Когда дела у них пошли плохо и они переселились на целину, его родители стали пятидесятниками. В новой церкви не было ничего умиротворяющего. Старая, грубая, построенная на открытой равнине, она протекала в дождь, пропускала внутрь все, кроме света. Там собирались бедняки, и почти все они во время радений говорили на чужих языках. Это зрелище устрашало. Отец оставлял их, забредая в какой-нибудь дальний угол, мать хлопала в ладоши и плакала. Голоса вокруг, то мерно гудящие, то взлетающие, запинаясь, тянули неровный речитатив в поисках мелодии и ритма, люди приподымались с мест, подстегиваемые надеждой исцелить разбитые жизни. Закрытые глаза, кивающие головы. Кто стоя, кто на коленях. Мучительное исторжение звуков, выталкивание найденных слов, воздетые руки, дрожь. Какие странные сцены для мальчика с его одинокой тоской, скучающего по безопасности и насыщенному памятью свету.
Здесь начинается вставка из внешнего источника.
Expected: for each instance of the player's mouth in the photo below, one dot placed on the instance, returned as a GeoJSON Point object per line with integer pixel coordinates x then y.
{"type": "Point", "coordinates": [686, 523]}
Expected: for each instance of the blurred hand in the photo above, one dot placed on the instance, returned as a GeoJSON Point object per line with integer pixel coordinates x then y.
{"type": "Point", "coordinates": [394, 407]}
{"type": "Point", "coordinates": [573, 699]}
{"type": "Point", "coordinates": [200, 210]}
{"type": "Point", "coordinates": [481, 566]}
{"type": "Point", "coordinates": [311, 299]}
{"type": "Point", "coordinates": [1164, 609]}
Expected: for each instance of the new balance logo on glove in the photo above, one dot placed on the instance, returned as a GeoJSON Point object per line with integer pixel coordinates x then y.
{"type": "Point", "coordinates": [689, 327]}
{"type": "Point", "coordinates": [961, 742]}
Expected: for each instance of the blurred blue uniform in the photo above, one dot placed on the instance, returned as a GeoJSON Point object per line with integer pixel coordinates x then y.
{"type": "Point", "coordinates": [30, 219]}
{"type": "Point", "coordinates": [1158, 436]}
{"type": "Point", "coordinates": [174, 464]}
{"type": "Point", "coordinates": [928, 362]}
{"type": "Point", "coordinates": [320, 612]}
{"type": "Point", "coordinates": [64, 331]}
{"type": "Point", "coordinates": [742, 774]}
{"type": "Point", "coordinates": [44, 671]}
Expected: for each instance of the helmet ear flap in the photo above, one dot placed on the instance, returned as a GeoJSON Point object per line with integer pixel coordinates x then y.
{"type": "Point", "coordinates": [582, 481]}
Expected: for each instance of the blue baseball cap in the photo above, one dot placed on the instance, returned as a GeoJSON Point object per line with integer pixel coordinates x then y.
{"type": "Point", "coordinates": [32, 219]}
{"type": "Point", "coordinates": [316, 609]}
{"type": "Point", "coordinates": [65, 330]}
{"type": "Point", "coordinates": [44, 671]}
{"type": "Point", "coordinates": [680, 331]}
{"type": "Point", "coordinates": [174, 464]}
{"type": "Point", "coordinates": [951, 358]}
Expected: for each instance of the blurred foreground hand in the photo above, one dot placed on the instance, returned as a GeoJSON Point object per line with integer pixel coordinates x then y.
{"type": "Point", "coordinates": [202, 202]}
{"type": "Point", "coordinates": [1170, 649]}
— Вы тоже говорили? — спросил я.
Привычное удивление, мягкое благоговение в его взгляде сменилось сосредоточенностью, словно он пытался проанализировать свои тогдашние чувства и понять, что они значили. Нет, он не говорил. Никогда. Так и не изведал этого переживания на собственном опыте. Не то чтобы оно было доступно лишь какой-то узкой категории — сельской бедноте, неимущим. Его знали разные люди. Даже бизнесмены из Далласа говорили на чужих языках, собираясь в сверкающих залах дорогих отелей. Это умели делать и католики, и негры из среднего класса, последователи возрожденческих течений, и члены общества дантистов-христиан. Представьте себе, сказал он, как изумляло этих честных налогоплательщиков, этих любителей вечеринок с жареным мясом на свежем воздухе открытие, что и они тоже способны приходить в экстаз.